Game (Jasper Dent #2)(61)
Connie made a mental note to watch what she wore around Howie. She liked being sexy and looking good, but she didn’t want one of her best friends thinking about her bras. Ew.
“In any event,” Howie went on, “I’m busy, doing the exact opposite of playing with myself, for your information.”
“What’s the opposite of that?”
“Trying to get Jazz’s aunt into bed,” Howie said with a matter-of-factness that was both hilarious and horrifying.
“You’re doing what?”
“She’s hot,” Howie said. “Older-lady hot, you know? Cougar-y? MILF-y? Plus, Jazz doesn’t want this to happen, so she’s got that whole ‘forbidden fruit’ thing going for her, too. I just can’t resist that. I’m, like, a slave to my passions and stuff.”
Connie’s head spun. Howie… and Jazz’s aunt? Billy Dent’s sister? “How the hell did this happen?”
“Well, nothing has happened yet. But I’m over here helping her get the crazy racist lady to sleep and I’m using all my best moves. Trust me, this is happening. The ladies always eventually succumb to Howie Gersten.”
“When has anyone ever succumbed to you?”
“The succumbing part is strictly theoretical at this point,” he admitted. “But I have high hopes.”
“If you can stop thinking with the contents of your jock strap for a second, I need your help.”
“Yes,” Howie said solemnly, “I can teach you how to be more ‘street.’ ”
“For God’s sake…”
“Or is it ‘urban’? I can’t remember. Anyway, I can teach you, grasshopper. Or hip-hopper.”

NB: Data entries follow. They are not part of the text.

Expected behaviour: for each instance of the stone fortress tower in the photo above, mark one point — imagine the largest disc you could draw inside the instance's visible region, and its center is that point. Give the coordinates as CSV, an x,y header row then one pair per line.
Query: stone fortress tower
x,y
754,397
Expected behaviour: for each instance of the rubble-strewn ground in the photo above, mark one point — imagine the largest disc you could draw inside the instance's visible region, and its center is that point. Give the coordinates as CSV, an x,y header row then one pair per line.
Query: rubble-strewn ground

“Be serious for just a minute. I need help in your area of expertise.” Before Howie could say “pleasing women of all ages,” she pressed on. “I need to sneak out of my house.”
“How do you get to the ripe old age of seventeen without knowing how to get out of the house?” Howie demanded. “Hell, your bedroom is on the first floor! You don’t even have to climb down a trellis or sneak down squeaky stairs.”

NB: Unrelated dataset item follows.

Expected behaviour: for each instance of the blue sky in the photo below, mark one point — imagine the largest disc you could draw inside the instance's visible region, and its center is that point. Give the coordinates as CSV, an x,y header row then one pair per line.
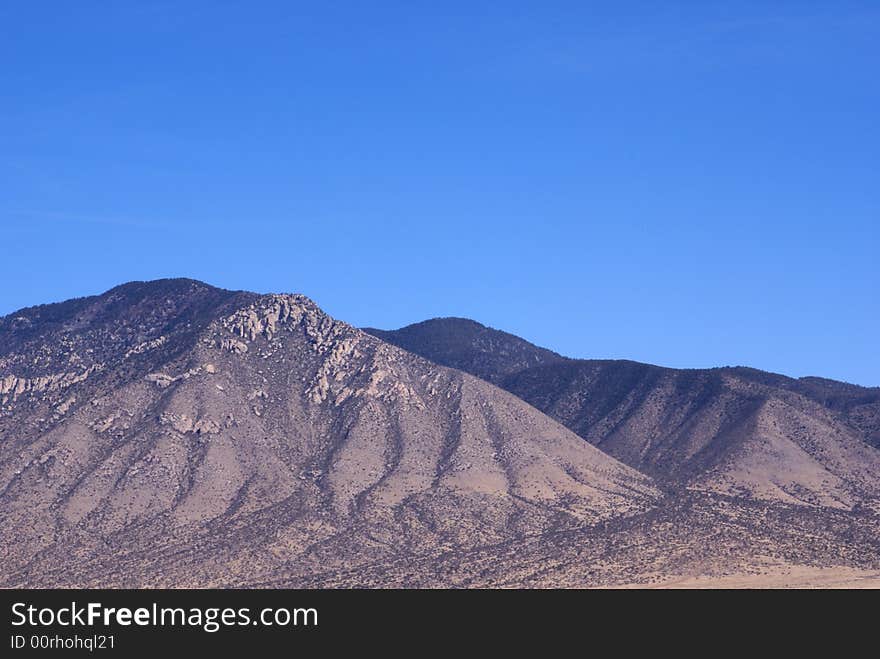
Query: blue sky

“But once I’m out, I’m screwed—I don’t have a car.”
“Ah.” Howie chuckled. “You’ve come to the right place, ma’am.”
An hour later, Connie slipped silently out her window into a frigid January midnight. She willed her teeth to stop chattering. At Howie’s suggestion, she’d lubed the tracks of the window with some hand lotion (good stuff, too—fifteen bucks a bottle) so that it would open and close quickly and quietly as she came and went. Howie was a goofball of the first order, but a lifetime of parental fascism had inculcated in him some truly spectacular sneaking skills.
She darted to the cover of a cluster of firs at the end of the driveway and waited. Soon Howie’s old car drifted into view, its headlights and engine both off. Connie wasn’t sure how necessary this next part was, but Howie insisted.
As the car passed, coasting down the hill, Connie emerged from cover and then, jogging alongside, wrenched open the passenger-side door and threw herself in.
“Close the door!” Howie said. “Close it!”
Connie managed to slam the door. “This is ridiculous,” she panted, catching her breath. “You just wanted to be able to say you pulled this off.”
“You want your parents to see or hear a car driving by this time of night?”
“My parents are asleep.”
“People wake up.”
Once they were out of sight of Connie’s house, Howie gunned the engine and flicked on the headlights. “Where to, Miss Daisy?”
“I think you have a couple of things reversed,” she told him drily. “And I’m not sure where we’re headed yet.”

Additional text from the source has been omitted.